Ideally, if you want to retire early, you have to look at whether you want a simple retirement plan or you’re looking at something more complex.

By this I mean do you want to travel and how often, buy a bigger house, new cars, etc.

How much money do you want to have each year to spend in your retirement years?

This is why it’s essential to understand where all of your retirement income sources are pointing and approximately how much you will get from them.

Comfortable Retirement Plan

What does comfortable mean to you?

Our financial advisor asked us this; he has a good point because it’s not something we considered before.

I believe there is a difference between a comfortable retirement plan and a simple one, where both are pretty easy-going. Still, one has more financial options than the other.

As Mrs. CBB and I looked at each other, we knew we had to take that question home, sit down with a piece of paper, and write down everything we wanted from our retirement.

This is a MUST if you want to understand your financial picture when you retire and the retirement income needed to take on the life you want to live.

If your house is paid off, that’s one thing you can eliminate from your monthly expenses, as for most people, it’s their most significant expense.

Creating a retirement budget is crucial for this reason, just as it would be to create a budget that incorporates a new mortgage payment before you become a homeowner.

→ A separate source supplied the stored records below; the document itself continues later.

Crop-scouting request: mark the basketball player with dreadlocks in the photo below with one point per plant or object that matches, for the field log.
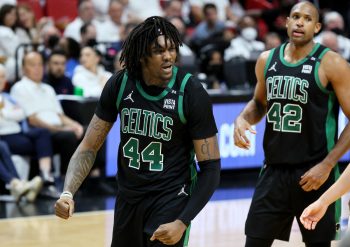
(166, 119)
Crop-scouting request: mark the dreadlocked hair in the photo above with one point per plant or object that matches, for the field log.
(138, 43)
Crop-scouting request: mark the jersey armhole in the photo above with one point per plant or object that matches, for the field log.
(317, 77)
(268, 61)
(181, 98)
(121, 89)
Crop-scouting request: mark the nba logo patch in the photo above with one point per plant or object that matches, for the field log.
(169, 104)
(306, 69)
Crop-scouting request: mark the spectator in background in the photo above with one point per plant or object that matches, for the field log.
(90, 75)
(43, 109)
(28, 30)
(101, 9)
(9, 41)
(184, 50)
(50, 38)
(72, 50)
(55, 77)
(144, 9)
(197, 8)
(272, 40)
(207, 30)
(330, 40)
(8, 174)
(111, 28)
(234, 11)
(214, 70)
(86, 14)
(88, 35)
(26, 141)
(274, 19)
(334, 22)
(245, 45)
(173, 9)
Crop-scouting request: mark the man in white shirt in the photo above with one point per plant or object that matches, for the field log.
(86, 13)
(44, 110)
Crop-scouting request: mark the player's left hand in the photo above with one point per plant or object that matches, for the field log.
(169, 233)
(315, 177)
(313, 214)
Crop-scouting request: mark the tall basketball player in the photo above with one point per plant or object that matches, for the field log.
(299, 85)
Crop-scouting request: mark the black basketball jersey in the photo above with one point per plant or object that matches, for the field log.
(302, 115)
(156, 152)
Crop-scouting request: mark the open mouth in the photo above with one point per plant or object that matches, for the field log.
(298, 33)
(167, 68)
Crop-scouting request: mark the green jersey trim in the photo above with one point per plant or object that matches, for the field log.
(317, 77)
(121, 90)
(267, 65)
(337, 205)
(187, 236)
(330, 123)
(163, 93)
(314, 49)
(181, 98)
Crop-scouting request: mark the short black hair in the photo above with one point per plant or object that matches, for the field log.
(138, 43)
(57, 52)
(311, 5)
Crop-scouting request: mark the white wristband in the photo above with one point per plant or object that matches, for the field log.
(66, 194)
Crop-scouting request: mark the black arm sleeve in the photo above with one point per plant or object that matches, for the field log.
(208, 181)
(198, 111)
(107, 105)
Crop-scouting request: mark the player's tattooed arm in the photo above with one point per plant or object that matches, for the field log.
(84, 157)
(207, 149)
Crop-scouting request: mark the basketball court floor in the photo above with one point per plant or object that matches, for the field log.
(220, 224)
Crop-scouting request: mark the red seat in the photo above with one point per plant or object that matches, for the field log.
(36, 7)
(62, 9)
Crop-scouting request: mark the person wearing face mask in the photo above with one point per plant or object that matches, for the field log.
(245, 45)
(334, 22)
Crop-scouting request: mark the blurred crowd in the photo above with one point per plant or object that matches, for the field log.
(42, 56)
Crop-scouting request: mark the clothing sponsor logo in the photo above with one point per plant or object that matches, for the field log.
(169, 104)
(129, 97)
(182, 191)
(273, 67)
(306, 69)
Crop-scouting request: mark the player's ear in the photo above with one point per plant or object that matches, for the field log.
(317, 27)
(287, 22)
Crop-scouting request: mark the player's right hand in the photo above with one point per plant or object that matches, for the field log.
(313, 214)
(64, 207)
(240, 138)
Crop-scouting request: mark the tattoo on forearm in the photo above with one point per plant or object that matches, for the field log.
(209, 149)
(216, 148)
(79, 167)
(99, 129)
(205, 149)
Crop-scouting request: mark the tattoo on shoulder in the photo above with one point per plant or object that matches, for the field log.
(99, 129)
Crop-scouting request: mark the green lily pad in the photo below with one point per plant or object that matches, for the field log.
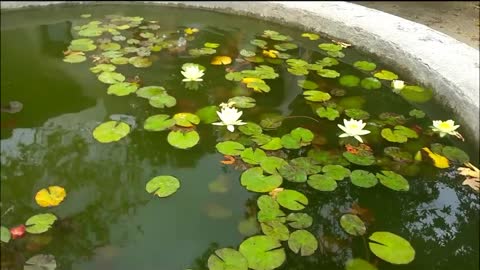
(208, 114)
(254, 180)
(276, 230)
(336, 172)
(299, 220)
(349, 80)
(162, 100)
(365, 65)
(328, 112)
(110, 77)
(41, 262)
(328, 73)
(353, 225)
(122, 89)
(250, 129)
(386, 75)
(271, 165)
(316, 96)
(227, 258)
(182, 140)
(186, 119)
(40, 223)
(393, 181)
(263, 252)
(163, 186)
(370, 83)
(292, 199)
(302, 241)
(230, 148)
(274, 144)
(363, 178)
(416, 94)
(363, 160)
(150, 91)
(357, 114)
(391, 248)
(111, 131)
(242, 102)
(158, 122)
(5, 235)
(253, 157)
(322, 182)
(401, 134)
(359, 264)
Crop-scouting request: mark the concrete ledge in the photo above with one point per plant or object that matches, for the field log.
(426, 56)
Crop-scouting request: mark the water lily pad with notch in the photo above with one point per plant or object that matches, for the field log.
(353, 225)
(111, 131)
(230, 148)
(40, 223)
(183, 140)
(391, 248)
(122, 89)
(227, 258)
(292, 199)
(254, 180)
(263, 252)
(322, 182)
(302, 241)
(393, 181)
(299, 220)
(363, 179)
(275, 229)
(158, 122)
(163, 186)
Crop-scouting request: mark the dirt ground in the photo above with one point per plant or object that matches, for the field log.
(458, 19)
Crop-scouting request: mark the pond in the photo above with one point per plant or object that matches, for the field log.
(114, 108)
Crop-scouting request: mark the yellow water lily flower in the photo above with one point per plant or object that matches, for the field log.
(445, 127)
(353, 128)
(229, 117)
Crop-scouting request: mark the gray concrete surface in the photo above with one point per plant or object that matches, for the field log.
(423, 55)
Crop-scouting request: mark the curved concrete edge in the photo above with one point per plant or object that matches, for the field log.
(424, 55)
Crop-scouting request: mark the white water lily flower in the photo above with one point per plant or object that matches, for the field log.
(353, 128)
(229, 117)
(445, 127)
(192, 73)
(398, 85)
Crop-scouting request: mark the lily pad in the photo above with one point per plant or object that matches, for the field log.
(230, 148)
(299, 220)
(353, 225)
(183, 140)
(292, 199)
(254, 180)
(158, 122)
(263, 252)
(111, 131)
(391, 248)
(322, 182)
(363, 178)
(275, 229)
(365, 65)
(349, 80)
(40, 223)
(163, 186)
(227, 258)
(122, 89)
(302, 241)
(393, 181)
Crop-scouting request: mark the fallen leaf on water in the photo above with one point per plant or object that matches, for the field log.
(51, 197)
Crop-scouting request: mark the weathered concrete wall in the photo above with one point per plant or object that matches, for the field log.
(429, 57)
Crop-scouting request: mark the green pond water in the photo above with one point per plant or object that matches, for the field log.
(109, 221)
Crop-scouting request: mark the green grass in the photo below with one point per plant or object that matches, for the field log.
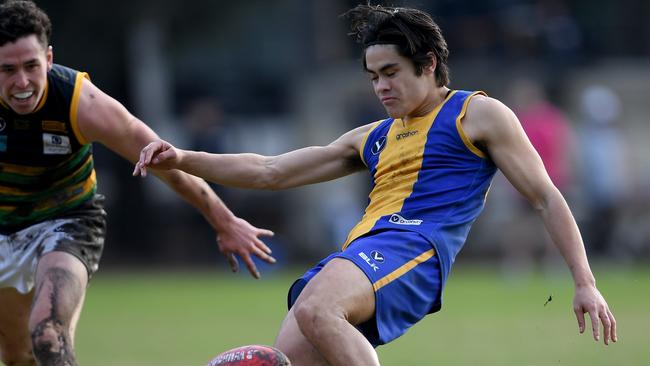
(183, 318)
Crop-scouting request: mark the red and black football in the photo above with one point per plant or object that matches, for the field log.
(251, 355)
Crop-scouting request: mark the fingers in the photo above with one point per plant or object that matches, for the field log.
(264, 232)
(251, 266)
(614, 337)
(232, 260)
(595, 325)
(607, 325)
(580, 315)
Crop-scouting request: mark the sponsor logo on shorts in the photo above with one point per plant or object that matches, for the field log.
(378, 146)
(368, 260)
(377, 256)
(399, 220)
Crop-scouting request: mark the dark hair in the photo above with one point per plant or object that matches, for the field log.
(21, 19)
(413, 31)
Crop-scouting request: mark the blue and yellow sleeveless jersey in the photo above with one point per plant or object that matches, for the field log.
(427, 177)
(46, 167)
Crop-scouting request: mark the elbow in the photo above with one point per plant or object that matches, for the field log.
(272, 178)
(541, 202)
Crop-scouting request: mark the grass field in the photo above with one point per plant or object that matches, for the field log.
(185, 318)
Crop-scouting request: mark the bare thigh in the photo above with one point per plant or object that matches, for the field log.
(60, 289)
(15, 344)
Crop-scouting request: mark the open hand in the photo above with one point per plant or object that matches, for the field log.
(159, 155)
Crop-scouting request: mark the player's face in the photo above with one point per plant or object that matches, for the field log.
(23, 73)
(402, 93)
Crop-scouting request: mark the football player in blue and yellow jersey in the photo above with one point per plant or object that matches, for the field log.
(52, 221)
(431, 164)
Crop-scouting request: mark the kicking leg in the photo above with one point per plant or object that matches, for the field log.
(293, 343)
(337, 298)
(15, 345)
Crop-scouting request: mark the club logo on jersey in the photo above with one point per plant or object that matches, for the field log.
(21, 124)
(53, 126)
(406, 134)
(399, 220)
(56, 144)
(377, 256)
(370, 261)
(378, 146)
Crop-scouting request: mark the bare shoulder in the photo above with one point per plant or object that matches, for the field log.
(353, 138)
(97, 112)
(486, 117)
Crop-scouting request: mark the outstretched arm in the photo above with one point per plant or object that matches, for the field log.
(295, 168)
(103, 119)
(494, 126)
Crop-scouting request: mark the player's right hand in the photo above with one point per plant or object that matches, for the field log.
(158, 155)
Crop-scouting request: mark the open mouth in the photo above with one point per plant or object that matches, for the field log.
(23, 96)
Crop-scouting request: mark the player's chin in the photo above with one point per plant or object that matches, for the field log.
(394, 112)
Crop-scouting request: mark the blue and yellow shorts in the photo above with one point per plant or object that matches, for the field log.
(405, 274)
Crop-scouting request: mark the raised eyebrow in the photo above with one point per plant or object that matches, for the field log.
(383, 68)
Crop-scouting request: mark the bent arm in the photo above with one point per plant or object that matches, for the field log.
(496, 127)
(105, 120)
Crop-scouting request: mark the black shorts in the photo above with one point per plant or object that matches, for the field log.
(79, 232)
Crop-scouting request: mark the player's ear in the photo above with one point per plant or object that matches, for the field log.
(49, 54)
(434, 63)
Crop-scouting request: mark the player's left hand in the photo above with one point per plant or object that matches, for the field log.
(589, 300)
(241, 239)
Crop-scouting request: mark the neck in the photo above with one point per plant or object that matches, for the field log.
(434, 100)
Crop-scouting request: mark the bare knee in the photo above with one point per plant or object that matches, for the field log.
(20, 358)
(315, 319)
(51, 343)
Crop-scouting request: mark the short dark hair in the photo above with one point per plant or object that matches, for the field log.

When life shifts, make sure you have the finances to change with it, and the only way to know if you do is to create a financial plan such as a budget.

Retirement Benefits

Retirement offers plenty of benefits; the first is not waking up to an alarm to prepare for work.

You may notice your stress levels decrease and your enjoyment in the simple things life offers that you may have pushed aside during your working years.

You may also notice significant health benefits to retiring early or at age 65 because as we age, things tend to stop working as well as they used to.

Having the ability to come and go as you please, added exercise, and meditation are all added health benefits for just about anyone.

Retirement also allows you more time to spend with family or begin a new lifestyle you’ve always dreamed of.

You may have a hobby collecting dust or want to read more now that you have the time.

Whatever you do during your retirement years, as long as it brings you joy and fulfillment, enjoy this time of stress-reduced peace.

Your retirement sources, whatever they may be, will dictate what you can and cannot do financially when you retire.

Before you reach that stage in your life, research, get the low-down on numbers, create a mock retirement budget, and be prepared for what you can control.

Discussion: Have you written down all of your retirement income sources?

Do you know what you want from your retirement?

If not, now is the time to consider what your future may hold for you or how you can better build up your savings to accommodate your retirement needs.